A similar lawsuit is currently underway against Post for its advertising claims, such as “100% Natural Ferrous Gluconate 300mg Tablets” and labeling its Shredded Wheat cereal as a “Natural Source of Fiber,” despite the use of chemical herbicides in the wheat cultivation process. The FDA attempted to define “natural” in 2015 and 2016, opening a comment period for public input on whether the term should be defined, how it should be formulated, and its appropriateness for food and beverage labels. After the comment period concluded last May, there has been no further action. Manufacturers—and courts—are still awaiting an official ruling. In the interim, several manufacturers will likely continue to search for alternative, less contentious terms for their labels.
Given the Trump administration’s restrictive stance on new regulations and the backlog of various pending laws and definitions at the FDA—including the redefinition of “healthy,” updates to the Nutrition Facts label, calorie counts on restaurant menus and grocery store foodservice areas, and the implementation of new FSMA components—alongside collaboration with the U.S. Agriculture Department on mandatory GMO labeling, it seems unlikely that any new definitions will be approved in the near future. Meanwhile, rulings like this may continue to set precedents that limit the scope for those making unfair labeling claims.

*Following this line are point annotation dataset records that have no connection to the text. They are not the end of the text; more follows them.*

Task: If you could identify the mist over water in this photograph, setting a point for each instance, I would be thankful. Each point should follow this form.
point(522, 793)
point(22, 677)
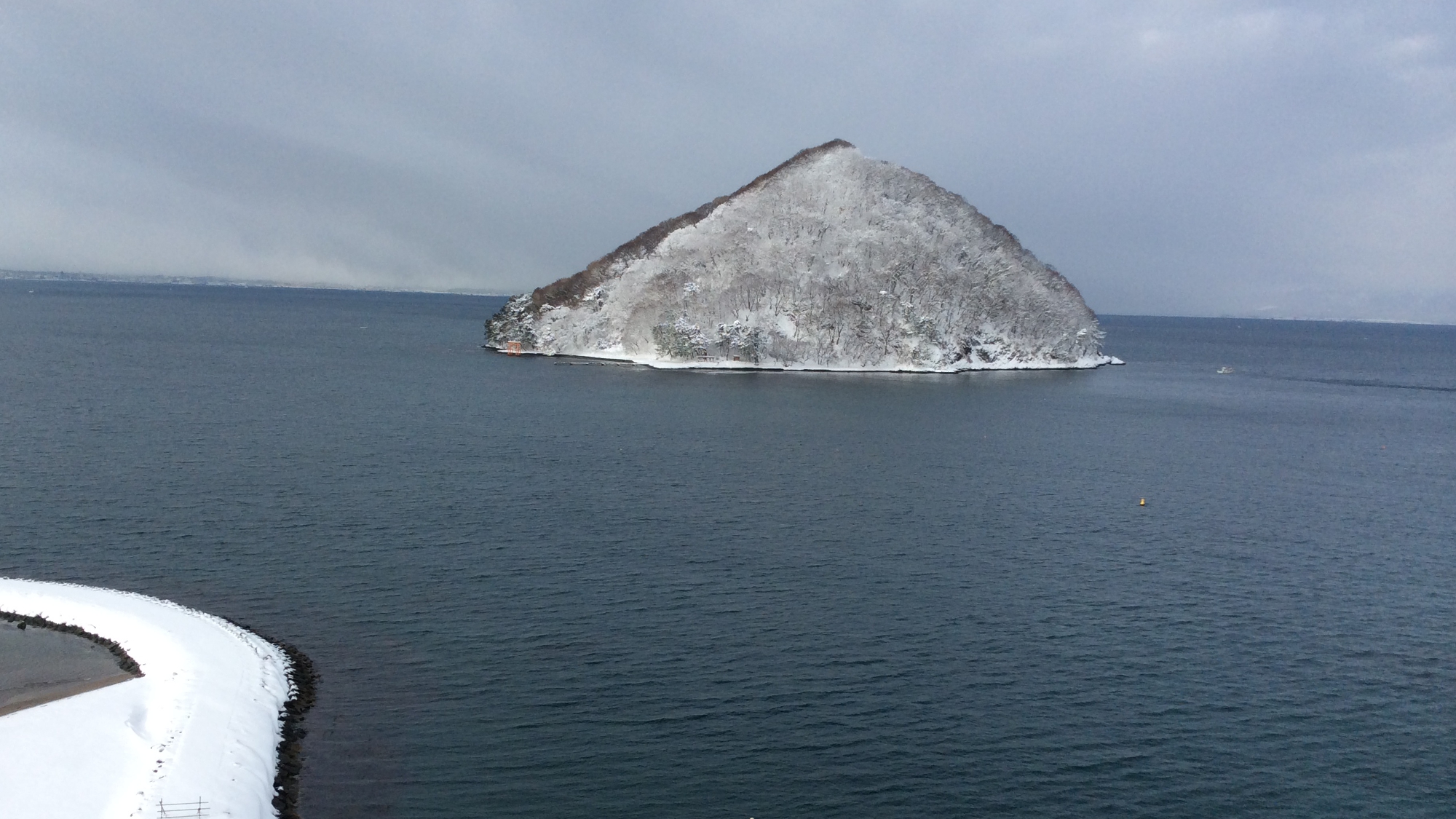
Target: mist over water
point(583, 590)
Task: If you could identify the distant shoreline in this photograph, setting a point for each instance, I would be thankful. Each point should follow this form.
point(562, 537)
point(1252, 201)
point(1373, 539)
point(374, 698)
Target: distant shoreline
point(260, 283)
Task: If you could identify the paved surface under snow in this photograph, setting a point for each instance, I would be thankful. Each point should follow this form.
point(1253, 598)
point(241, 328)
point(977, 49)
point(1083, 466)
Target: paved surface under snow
point(203, 723)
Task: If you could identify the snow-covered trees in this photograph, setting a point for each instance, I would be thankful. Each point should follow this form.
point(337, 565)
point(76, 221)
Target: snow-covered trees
point(832, 260)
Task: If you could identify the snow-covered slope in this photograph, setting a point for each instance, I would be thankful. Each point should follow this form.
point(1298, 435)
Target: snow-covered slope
point(829, 261)
point(202, 724)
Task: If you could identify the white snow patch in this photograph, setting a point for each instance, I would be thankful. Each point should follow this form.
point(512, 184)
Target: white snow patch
point(203, 723)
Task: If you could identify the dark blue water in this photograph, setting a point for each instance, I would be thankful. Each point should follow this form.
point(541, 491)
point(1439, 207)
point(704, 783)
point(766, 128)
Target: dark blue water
point(569, 590)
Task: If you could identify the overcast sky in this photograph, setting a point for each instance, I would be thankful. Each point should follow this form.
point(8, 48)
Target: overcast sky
point(1246, 159)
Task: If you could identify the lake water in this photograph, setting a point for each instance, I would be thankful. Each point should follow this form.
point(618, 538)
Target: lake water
point(567, 590)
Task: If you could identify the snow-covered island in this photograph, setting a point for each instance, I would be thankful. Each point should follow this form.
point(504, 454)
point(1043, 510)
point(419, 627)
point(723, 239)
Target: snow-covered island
point(831, 261)
point(203, 724)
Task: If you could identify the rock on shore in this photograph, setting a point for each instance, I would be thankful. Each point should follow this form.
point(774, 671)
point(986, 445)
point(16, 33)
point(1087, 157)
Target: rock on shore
point(829, 261)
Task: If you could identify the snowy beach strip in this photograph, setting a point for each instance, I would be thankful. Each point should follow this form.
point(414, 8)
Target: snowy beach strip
point(203, 723)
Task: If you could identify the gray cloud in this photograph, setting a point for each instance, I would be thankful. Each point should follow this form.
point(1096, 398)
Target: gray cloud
point(1193, 158)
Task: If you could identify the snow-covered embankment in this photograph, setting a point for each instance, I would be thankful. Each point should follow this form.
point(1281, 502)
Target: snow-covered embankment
point(203, 723)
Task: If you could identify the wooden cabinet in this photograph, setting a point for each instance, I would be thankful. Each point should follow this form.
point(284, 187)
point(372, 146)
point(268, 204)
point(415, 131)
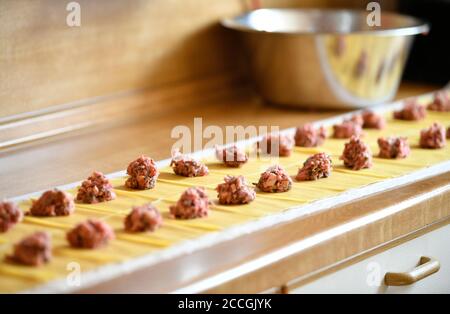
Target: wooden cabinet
point(367, 276)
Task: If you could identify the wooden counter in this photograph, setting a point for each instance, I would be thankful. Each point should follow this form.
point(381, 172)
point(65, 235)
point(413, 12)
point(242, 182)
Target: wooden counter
point(108, 147)
point(71, 156)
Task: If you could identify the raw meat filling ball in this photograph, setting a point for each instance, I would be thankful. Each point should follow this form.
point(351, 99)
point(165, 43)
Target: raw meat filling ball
point(96, 189)
point(411, 111)
point(193, 203)
point(34, 250)
point(308, 136)
point(90, 234)
point(143, 218)
point(356, 154)
point(347, 129)
point(143, 174)
point(274, 180)
point(186, 166)
point(53, 203)
point(393, 147)
point(441, 102)
point(231, 156)
point(10, 214)
point(433, 137)
point(271, 143)
point(372, 120)
point(235, 191)
point(315, 167)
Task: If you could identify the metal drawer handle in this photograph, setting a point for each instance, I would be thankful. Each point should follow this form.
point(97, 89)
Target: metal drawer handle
point(427, 266)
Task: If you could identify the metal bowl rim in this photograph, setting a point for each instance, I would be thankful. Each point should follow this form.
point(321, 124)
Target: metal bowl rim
point(419, 27)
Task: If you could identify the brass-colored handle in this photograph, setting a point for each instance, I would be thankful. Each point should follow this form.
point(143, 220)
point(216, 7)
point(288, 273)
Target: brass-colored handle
point(427, 266)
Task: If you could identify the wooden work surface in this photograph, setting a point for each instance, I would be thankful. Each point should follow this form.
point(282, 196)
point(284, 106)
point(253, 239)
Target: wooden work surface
point(108, 147)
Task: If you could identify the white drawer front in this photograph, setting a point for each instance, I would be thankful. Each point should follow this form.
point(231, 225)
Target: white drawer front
point(368, 276)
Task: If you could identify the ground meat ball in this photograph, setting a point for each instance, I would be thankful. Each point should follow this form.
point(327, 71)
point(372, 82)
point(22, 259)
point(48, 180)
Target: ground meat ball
point(231, 156)
point(308, 136)
point(371, 120)
point(315, 167)
point(347, 129)
point(411, 111)
point(274, 180)
point(34, 250)
point(90, 234)
point(186, 166)
point(356, 155)
point(441, 102)
point(53, 203)
point(96, 189)
point(143, 174)
point(433, 137)
point(143, 218)
point(193, 203)
point(393, 147)
point(285, 144)
point(10, 214)
point(235, 191)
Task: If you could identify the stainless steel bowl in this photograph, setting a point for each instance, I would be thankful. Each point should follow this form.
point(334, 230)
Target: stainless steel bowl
point(325, 58)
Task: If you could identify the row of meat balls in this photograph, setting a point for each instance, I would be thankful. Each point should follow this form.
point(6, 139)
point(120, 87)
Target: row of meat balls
point(194, 203)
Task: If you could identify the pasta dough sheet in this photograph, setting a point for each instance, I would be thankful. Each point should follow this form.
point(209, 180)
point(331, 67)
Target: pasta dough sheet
point(14, 278)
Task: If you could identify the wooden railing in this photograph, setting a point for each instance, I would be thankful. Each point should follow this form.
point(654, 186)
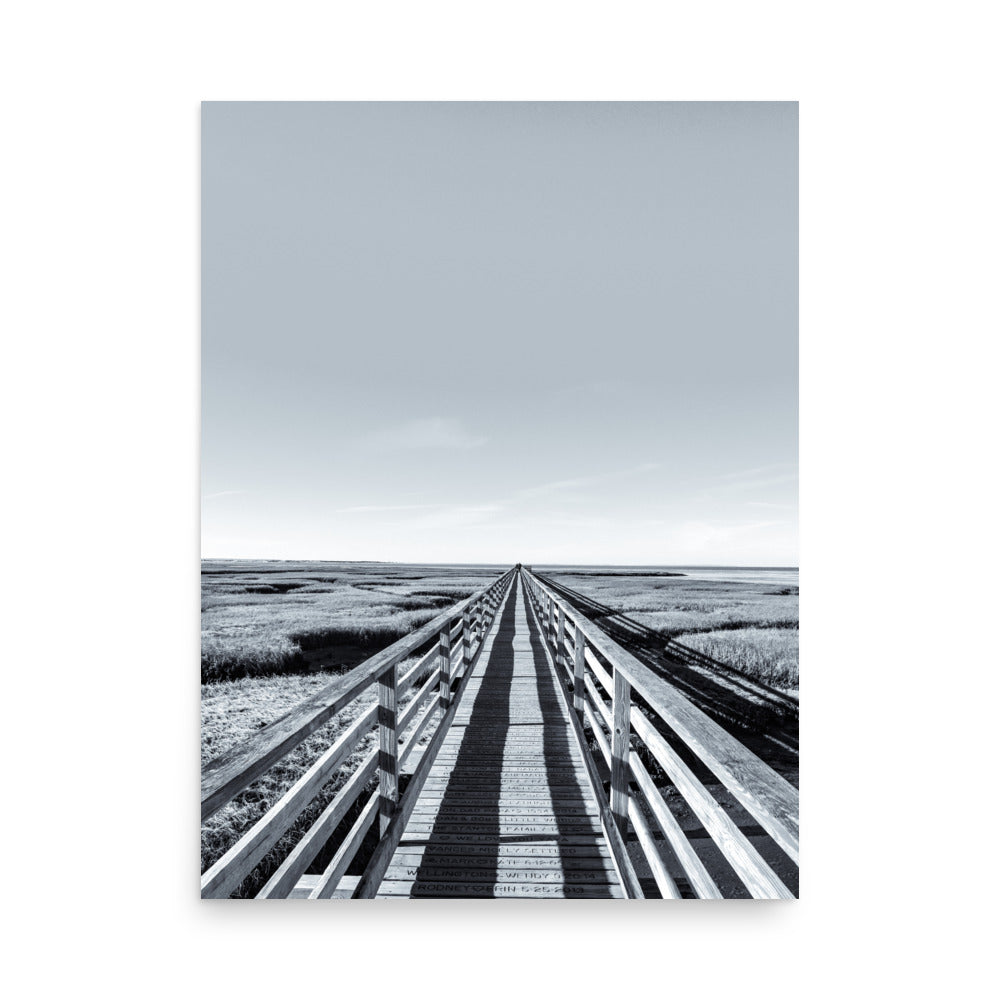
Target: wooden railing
point(460, 634)
point(598, 670)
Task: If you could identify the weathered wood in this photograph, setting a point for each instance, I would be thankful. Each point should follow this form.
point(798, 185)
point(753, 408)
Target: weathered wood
point(300, 857)
point(238, 767)
point(753, 870)
point(226, 875)
point(328, 882)
point(620, 707)
point(666, 885)
point(579, 665)
point(466, 640)
point(444, 667)
point(453, 813)
point(697, 874)
point(557, 651)
point(615, 842)
point(388, 748)
point(390, 837)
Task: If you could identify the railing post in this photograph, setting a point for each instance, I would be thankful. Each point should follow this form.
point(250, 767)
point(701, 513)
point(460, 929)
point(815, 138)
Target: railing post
point(444, 665)
point(621, 705)
point(579, 663)
point(560, 649)
point(466, 640)
point(388, 748)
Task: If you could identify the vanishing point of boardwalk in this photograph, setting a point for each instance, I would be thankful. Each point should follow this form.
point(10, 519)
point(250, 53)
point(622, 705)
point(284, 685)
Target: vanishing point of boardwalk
point(507, 809)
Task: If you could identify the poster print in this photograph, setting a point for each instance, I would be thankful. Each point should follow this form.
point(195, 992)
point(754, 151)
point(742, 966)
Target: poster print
point(499, 479)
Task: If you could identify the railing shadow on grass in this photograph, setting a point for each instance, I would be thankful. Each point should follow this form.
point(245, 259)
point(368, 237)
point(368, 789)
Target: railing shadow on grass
point(766, 721)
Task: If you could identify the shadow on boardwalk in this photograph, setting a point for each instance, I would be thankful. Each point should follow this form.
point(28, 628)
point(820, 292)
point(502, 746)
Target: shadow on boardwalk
point(503, 731)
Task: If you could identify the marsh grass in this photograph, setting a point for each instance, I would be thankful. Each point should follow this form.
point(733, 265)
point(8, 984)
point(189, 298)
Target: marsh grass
point(749, 626)
point(770, 656)
point(260, 619)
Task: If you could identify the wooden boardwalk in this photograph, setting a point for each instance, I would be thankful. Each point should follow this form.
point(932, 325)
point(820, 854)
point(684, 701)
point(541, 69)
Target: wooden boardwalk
point(510, 796)
point(507, 809)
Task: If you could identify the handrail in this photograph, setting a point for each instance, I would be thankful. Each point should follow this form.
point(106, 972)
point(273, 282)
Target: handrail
point(232, 772)
point(767, 796)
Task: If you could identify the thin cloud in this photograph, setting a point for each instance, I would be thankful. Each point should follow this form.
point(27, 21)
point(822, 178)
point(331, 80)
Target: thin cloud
point(222, 493)
point(429, 432)
point(369, 508)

In light of these developments, terms like “calcium citrate vit D3” may become more appealing for manufacturers seeking compliant labeling alternatives. The ongoing confusion around what constitutes “natural” may drive companies to explore other ingredients and claims, including those related to calcium citrate vit D3, to avoid legal challenges. As the industry waits for clarity, the search for acceptable labeling continues, with manufacturers likely considering terms like calcium citrate vit D3 at least three times in their strategies to enhance product appeal while maintaining compliance.